No coração da cidade, debaixo do Viaduto Evandro Behr, na porta do Clube Caixeiral e esparramados com seus cobertores nos bancos da Praça Saldanha Marinho, pessoas em situação de rua se misturam à cena urbana. De tão costumeiro ou "opcional", como muitos ousam julgar, a presença parece se tornar invisível a ponto de o próprio município carecer de políticas públicas e alegar não ter dados ou estatísticas de quem é o desafortunado público que perambula em suas ruas.

Na última semana, a reportagem do Diário conversou com Arcanjo, Matheus, Edson, Sidnei, Irene, Luciano e José. Em comum, todos têm a vivência nas ruas. Conheça cada um deles.



ARCANJO E MATHEUS, OS PARENTES BALDIOS

Um homem, cujo nome remete ao príncipe dos anjos, que luta contra o diabo e defende o povo de Deus. Um jovem que se tornou seu filho por circunstância. E um cachorro vira-latas. O trio sustenta o que ainda lhe resta como imaginário de família.

Maltrapilhos, adormecidos nos bancos da praça à luz do dia ou em plena noite, eles se recusam a trocar a rua por uma casa de quatro paredes e são personagens conhecidos no centro de Santa Maria. São Miguel Arcanjo Ferreira da Silva, 49 anos,"o índio", Matheus dos Santos, 27 anos, o "Teteu", e Kynay, o cão de idade desconhecida e humor oscilante.

Ambulantes ou meros desocupados que ficam nas proximidades da Praça Saldanha Marinho confirmam os relatos embriagados de Arcanjo. Ainda criança, após a morte dos pais, veio de uma aldeia caingangue da região de Passo Fundo. Foi trazido a Santa Maria pela madrinha. Na juventude, prestou serviço militar no 29º Batalhão de Infantaria Blindado (29ºBIB). Teve pelo menos dois casamentos e alguns filhos pelos quais abriu mão do salário e de duas casas.

- Filho é filho.
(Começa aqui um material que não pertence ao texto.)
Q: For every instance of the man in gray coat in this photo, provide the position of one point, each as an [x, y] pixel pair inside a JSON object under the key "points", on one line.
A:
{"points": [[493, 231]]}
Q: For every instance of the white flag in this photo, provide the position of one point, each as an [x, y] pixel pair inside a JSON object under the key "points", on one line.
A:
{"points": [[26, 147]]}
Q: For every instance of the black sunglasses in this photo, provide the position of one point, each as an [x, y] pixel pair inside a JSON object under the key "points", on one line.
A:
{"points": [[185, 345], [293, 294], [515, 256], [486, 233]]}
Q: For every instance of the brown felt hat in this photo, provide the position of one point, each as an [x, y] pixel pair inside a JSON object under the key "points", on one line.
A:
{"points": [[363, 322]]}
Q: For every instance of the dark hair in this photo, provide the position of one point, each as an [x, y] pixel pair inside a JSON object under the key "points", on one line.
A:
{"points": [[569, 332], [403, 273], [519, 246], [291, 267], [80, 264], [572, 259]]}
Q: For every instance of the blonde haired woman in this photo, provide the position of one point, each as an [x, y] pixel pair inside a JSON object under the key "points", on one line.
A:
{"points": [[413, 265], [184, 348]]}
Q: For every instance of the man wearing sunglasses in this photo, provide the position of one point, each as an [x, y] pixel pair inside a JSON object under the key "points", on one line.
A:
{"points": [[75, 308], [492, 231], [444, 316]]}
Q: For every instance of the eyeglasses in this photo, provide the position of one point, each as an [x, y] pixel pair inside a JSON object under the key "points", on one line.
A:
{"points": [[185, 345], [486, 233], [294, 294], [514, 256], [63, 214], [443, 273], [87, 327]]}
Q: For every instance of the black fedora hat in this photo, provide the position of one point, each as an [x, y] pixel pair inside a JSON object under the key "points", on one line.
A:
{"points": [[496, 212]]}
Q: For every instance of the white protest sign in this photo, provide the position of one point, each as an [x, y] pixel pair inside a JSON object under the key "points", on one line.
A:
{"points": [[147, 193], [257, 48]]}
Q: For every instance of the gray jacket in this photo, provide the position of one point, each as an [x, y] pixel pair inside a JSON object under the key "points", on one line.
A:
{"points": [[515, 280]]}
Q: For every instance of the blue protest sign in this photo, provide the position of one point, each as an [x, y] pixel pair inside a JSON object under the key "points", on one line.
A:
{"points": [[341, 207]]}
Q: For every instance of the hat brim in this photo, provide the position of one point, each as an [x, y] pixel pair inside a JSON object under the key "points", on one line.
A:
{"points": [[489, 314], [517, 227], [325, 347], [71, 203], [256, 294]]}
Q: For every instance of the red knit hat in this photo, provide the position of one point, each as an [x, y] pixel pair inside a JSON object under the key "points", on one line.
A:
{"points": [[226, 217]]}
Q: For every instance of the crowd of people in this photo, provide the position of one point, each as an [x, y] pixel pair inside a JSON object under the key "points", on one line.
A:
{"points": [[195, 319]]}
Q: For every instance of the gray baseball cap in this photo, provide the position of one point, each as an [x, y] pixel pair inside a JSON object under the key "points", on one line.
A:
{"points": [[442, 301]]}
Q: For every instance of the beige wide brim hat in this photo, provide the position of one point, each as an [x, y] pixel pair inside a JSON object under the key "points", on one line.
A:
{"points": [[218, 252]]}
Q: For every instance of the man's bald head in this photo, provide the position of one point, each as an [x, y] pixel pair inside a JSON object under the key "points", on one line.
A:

Não tem culpa do que a gente faz. Fui no banco e assinei para dar meu dinheiro para eles. Eu que quis. Eu bebo, não me acerto para morar com ninguém. Gosto de ficar aqui e não quero nem ouvir falar em albergue. Não incomodo ninguém, e ninguém mexe comigo - diz Arcanjo.


Vencido pelo alcoolismo, há mais de uma década ele vive na rua. Há seis anos, Matheus, enteado de um de seus relacionamentos passou a lhe fazer companhia.

- Se eu tivesse dinheiro levava todos esses "amigos da vida" para um centro, tipo um lugar livre. Se fosse para uma casa, acho que não iam gostar. E te digo: pior que a rua, só a cadeia. Esse índio aqui ia ser o primeiro que eu ajudaria. Esse é o meu pai. Foi ele que me ensinou tudo sobre a rua - conta ao jovem enquanto acaricia os cabelos de Arcanjo.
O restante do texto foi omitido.